Extended range proteomic analysis of blood plasma from schizophrenia patients.

Introduction: The high prevalence of schizophrenia worldwide makes it necessary to proceed from subjective assessment of patient's clinical symptoms in diagnosis making to searching for circulating blood biomarkers. On the one hand, searching for molecular markers and targets for therapeutics will make it possible to refine and detail the molecular mechanisms of pathology development, while on the other hand, it will offer new opportunities for elaborating novel approaches to disease diagnosis and enhance efficacy and timeliness of drug therapy.

Methods: In this study, we performed an extended-range proteomic analysis of plasma samples collected from 48 study subjects with confirmed diagnosis of schizophrenia and 50 healthy volunteers. The high-resolution tandem mass spectra recorded in the data-dependent acquisition mode were analyzed using the MaxQuant algorithm for the library of known protein sequences and the PowerNovo algorithm for de novo protein sequencing.

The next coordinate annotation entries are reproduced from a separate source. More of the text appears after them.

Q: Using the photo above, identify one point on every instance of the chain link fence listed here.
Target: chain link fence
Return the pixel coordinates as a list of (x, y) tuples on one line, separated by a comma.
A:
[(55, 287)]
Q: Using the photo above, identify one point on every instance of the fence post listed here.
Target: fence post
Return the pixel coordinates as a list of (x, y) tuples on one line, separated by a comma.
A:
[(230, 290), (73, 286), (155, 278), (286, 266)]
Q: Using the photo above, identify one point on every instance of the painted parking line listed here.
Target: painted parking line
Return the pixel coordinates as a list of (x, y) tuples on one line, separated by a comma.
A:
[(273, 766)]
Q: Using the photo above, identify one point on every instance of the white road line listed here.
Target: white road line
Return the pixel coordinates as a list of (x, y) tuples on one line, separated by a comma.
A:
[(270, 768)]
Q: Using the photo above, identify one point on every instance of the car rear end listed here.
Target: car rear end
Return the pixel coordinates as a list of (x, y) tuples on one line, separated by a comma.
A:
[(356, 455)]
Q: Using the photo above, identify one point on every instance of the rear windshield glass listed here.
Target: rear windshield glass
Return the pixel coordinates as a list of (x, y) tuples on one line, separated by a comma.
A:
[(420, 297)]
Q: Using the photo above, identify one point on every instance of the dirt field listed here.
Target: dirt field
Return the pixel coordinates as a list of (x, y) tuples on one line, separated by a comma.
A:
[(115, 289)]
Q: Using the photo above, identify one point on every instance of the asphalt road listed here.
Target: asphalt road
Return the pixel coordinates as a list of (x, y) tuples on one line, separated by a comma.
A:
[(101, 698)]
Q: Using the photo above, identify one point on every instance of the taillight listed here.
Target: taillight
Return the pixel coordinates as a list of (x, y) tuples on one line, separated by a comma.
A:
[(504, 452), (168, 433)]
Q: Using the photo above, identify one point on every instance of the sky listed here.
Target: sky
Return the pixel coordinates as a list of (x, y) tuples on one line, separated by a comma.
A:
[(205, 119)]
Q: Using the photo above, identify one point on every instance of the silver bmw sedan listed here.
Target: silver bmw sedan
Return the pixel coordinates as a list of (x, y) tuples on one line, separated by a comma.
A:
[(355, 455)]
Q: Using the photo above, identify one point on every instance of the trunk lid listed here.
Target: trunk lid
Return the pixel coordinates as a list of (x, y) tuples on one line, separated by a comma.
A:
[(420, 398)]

Results: It was demonstrated that both strategies show similar results for high-abundance proteins (≥1 μg/mL). For mid-abundance (10 ng/mL - 1 μg/mL) and low-abundance (<10 ng/mL) proteins, the results obtained by the two search strategies complement each other.

Discussion: Group-specific proteins for the samples of schizophrenia patients were identified, presumably being involved in synaptic plasticity, angiogenesis, transcriptional regulation, protein stabilization and degradation.